Most of the savings will come from a labor cuts in nonclinical development as well as general and administration, the company said.
“As part of our efforts to further focus our capital allocation towards generating meaningful clinical readouts in the near-term and to optimize our operational efficiency, we reduced our team by approximately 30%,” CEO and co-founder Florian Brand said in a Monday statement.
“The dosing of the first patient in the phase 2b study of RL-007 in CIAS earlier this quarter exemplifies the execution capabilities of our team as we advance our programs into later-stage clinical studies,” he added.
Despite Brand’s optimism, the promise behind the drug remains to be seen. The company’s shares slumped by more than 40% last month on news that the phase 2a clinical trial results for its ketamine therapy (PCN-101) to treat depression failed to meet its primary endpoint.
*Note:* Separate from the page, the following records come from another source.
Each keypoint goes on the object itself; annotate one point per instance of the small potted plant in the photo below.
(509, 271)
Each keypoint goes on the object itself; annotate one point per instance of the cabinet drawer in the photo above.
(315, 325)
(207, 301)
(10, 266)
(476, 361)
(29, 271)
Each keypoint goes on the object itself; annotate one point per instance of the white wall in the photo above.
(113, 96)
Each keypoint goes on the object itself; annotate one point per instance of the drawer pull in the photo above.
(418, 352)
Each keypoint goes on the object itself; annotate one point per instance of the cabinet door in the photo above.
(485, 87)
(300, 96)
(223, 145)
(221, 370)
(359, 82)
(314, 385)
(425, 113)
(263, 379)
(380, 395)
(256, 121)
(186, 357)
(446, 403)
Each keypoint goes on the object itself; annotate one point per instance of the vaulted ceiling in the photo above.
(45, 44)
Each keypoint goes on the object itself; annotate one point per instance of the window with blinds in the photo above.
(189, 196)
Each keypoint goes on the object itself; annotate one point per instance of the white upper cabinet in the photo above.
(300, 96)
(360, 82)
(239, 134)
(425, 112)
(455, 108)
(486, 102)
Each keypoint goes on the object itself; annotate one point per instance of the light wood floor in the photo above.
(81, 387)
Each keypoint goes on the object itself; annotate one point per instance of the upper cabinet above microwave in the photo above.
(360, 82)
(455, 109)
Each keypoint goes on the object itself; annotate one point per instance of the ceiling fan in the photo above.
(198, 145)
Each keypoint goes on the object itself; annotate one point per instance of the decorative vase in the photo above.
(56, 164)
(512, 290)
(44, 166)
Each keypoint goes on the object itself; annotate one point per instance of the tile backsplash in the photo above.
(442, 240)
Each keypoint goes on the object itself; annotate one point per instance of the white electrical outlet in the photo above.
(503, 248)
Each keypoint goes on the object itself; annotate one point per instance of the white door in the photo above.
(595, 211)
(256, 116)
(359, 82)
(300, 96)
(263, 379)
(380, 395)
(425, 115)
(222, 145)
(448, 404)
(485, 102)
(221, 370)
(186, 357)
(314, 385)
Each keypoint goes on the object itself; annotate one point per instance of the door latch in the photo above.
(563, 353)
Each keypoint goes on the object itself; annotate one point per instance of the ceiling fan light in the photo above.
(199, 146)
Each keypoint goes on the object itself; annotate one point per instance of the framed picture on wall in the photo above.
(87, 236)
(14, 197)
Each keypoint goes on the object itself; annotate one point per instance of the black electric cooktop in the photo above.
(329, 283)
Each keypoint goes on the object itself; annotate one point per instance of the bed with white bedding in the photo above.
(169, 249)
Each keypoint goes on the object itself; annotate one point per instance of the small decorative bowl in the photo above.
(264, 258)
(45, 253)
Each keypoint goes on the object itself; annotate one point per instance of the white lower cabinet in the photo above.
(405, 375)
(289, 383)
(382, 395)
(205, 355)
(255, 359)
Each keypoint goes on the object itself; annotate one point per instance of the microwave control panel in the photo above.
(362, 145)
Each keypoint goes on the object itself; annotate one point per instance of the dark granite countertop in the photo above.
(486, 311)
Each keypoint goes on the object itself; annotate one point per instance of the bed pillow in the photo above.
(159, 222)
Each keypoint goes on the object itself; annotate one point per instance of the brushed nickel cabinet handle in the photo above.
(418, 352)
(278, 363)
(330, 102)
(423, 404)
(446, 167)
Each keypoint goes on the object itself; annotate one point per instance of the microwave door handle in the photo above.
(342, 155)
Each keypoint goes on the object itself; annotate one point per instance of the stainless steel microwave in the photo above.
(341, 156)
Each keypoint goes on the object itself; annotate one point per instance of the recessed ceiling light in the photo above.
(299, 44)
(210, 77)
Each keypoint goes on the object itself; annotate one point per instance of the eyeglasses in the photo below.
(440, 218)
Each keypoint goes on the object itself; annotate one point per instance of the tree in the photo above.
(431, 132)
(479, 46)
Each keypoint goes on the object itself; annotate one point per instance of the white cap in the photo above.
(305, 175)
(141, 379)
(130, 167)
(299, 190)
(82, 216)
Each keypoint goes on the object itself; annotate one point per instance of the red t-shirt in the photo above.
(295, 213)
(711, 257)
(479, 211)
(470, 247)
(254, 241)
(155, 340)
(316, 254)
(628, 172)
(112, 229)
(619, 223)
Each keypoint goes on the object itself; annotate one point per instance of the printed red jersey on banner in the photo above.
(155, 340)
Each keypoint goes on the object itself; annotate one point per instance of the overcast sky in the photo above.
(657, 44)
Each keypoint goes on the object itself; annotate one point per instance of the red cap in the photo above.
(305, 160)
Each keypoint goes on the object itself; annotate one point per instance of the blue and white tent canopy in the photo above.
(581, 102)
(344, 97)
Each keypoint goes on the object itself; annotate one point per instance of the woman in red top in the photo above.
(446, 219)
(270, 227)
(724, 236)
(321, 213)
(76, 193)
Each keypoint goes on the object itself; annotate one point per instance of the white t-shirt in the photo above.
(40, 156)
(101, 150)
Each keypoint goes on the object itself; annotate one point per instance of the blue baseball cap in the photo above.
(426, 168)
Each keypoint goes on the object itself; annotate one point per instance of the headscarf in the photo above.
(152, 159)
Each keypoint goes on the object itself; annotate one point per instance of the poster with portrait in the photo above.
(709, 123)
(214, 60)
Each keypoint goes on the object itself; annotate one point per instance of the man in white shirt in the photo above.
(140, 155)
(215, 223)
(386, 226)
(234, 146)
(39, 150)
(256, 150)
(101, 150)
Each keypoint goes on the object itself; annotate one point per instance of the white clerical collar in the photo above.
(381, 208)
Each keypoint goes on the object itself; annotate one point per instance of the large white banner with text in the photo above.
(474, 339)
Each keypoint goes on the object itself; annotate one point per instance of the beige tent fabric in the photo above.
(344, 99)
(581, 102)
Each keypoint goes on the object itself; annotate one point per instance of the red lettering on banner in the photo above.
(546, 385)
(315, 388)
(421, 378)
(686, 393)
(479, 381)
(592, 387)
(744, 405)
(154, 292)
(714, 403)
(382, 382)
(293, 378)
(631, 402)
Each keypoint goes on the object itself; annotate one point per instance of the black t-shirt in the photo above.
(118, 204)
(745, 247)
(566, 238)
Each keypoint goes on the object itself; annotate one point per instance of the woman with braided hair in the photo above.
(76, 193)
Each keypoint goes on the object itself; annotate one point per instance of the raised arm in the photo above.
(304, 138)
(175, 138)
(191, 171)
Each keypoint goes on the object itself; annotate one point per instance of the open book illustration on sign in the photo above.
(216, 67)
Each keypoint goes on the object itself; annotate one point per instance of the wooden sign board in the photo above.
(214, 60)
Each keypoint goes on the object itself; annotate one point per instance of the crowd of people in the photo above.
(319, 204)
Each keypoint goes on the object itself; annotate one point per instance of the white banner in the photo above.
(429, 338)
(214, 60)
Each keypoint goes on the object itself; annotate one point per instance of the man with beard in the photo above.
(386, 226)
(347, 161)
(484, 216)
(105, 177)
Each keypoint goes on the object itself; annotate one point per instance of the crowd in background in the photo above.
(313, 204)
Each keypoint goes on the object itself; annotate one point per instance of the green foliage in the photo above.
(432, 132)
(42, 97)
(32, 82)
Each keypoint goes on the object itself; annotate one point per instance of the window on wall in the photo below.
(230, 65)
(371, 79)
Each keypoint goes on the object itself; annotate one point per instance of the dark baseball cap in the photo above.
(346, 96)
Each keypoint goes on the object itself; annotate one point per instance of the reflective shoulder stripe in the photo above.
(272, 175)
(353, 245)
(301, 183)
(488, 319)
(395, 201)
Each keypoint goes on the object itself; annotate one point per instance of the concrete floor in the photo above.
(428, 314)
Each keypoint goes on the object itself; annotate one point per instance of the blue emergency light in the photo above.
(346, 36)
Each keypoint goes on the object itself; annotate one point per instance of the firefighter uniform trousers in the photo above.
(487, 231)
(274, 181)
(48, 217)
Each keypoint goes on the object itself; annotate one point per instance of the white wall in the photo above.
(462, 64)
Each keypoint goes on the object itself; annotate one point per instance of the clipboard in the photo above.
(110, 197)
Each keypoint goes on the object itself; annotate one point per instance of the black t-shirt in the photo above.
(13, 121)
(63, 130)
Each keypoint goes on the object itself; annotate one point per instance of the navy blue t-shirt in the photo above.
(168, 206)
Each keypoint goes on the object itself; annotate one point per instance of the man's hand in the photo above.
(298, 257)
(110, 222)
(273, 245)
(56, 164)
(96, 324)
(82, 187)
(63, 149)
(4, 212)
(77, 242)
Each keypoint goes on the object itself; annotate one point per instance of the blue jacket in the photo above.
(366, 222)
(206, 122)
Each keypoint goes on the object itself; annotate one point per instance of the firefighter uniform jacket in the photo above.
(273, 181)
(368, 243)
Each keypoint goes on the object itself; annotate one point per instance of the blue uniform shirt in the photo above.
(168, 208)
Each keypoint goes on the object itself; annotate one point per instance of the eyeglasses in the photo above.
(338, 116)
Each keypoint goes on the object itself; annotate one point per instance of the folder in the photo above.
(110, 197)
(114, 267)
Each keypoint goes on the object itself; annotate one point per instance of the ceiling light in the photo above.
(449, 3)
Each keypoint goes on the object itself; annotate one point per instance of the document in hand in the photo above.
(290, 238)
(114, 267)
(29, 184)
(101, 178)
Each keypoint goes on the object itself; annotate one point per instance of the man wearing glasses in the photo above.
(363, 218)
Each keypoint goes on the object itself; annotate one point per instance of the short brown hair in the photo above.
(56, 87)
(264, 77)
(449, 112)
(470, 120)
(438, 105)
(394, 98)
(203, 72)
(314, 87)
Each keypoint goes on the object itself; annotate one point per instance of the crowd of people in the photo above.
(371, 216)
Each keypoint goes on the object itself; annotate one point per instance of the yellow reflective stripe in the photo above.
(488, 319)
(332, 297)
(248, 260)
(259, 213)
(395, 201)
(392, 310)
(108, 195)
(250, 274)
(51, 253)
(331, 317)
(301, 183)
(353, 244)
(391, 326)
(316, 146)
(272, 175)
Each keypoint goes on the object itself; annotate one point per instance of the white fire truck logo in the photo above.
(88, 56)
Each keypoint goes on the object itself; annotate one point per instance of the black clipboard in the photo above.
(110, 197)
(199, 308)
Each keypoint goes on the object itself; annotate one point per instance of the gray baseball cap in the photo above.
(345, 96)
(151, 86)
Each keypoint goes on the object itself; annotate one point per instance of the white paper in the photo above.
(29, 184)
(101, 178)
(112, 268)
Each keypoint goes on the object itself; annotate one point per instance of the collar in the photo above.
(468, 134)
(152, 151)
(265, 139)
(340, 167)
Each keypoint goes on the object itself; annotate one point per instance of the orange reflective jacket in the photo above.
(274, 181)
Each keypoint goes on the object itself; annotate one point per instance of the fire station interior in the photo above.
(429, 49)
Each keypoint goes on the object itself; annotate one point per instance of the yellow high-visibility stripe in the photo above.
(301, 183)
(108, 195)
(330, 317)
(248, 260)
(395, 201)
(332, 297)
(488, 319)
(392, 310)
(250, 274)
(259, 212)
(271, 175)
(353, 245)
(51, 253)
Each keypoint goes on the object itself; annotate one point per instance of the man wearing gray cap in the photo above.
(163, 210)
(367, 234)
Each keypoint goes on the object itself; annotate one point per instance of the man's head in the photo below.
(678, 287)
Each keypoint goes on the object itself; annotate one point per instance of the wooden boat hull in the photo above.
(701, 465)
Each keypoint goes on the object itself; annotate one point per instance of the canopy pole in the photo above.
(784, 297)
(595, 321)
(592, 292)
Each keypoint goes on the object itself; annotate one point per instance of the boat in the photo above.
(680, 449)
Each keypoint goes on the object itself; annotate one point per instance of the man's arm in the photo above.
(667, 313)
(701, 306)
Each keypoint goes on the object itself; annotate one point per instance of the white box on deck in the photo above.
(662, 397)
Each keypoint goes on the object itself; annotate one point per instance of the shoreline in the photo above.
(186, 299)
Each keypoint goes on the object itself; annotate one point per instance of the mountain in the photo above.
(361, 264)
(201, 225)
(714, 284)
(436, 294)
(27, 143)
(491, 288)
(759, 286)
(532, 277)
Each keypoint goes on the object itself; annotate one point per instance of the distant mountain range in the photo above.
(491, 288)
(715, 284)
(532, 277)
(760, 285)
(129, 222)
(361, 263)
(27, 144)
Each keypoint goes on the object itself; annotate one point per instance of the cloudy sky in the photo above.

During a November investors’ call, Jefferies Group analyst Andrew Tsai asked whether or not BioGen’s drug to treat cognitive impairment associated with schizophrenia (CIAS) failing in studies earlier this year shakes the company’s confidence in embarking on a mid-stage trial for its RL-007 drug looking at the mental disorder.
Atai’s co-founder and chief scientific officer, Srinivas Rao, replied that the “challenging indication” is also part of its appeal.
“Obviously there’s a huge medical need here,” Rao said at the time, noting the societal and personal costs of struggling with the mental health disorder. “In terms of biomarker data, I don’t recall seeing anything published on that, personally. So, it will be interesting to get a better read sense of that or even get a more granular read on the results that they have.”
Brand concluded the call as Tsai attempted to follow up.
The news could come as a cautionary tale for the nascent psychedelics industry, which has struggled finding pathways toward commercial viability.
Still, Atai had a decent 2022 amid sizable losses and negative cash flows, and has fared better than most despite accumulating a deficit since 2018 of nearly $500 million by the end of 2022.
The downsizing has extended the company’s operational cash runway, which its expects to maintain into the first half of 2026.
Atai spent $19.4 million on general and administrative expenses, according to its most recent earnings report.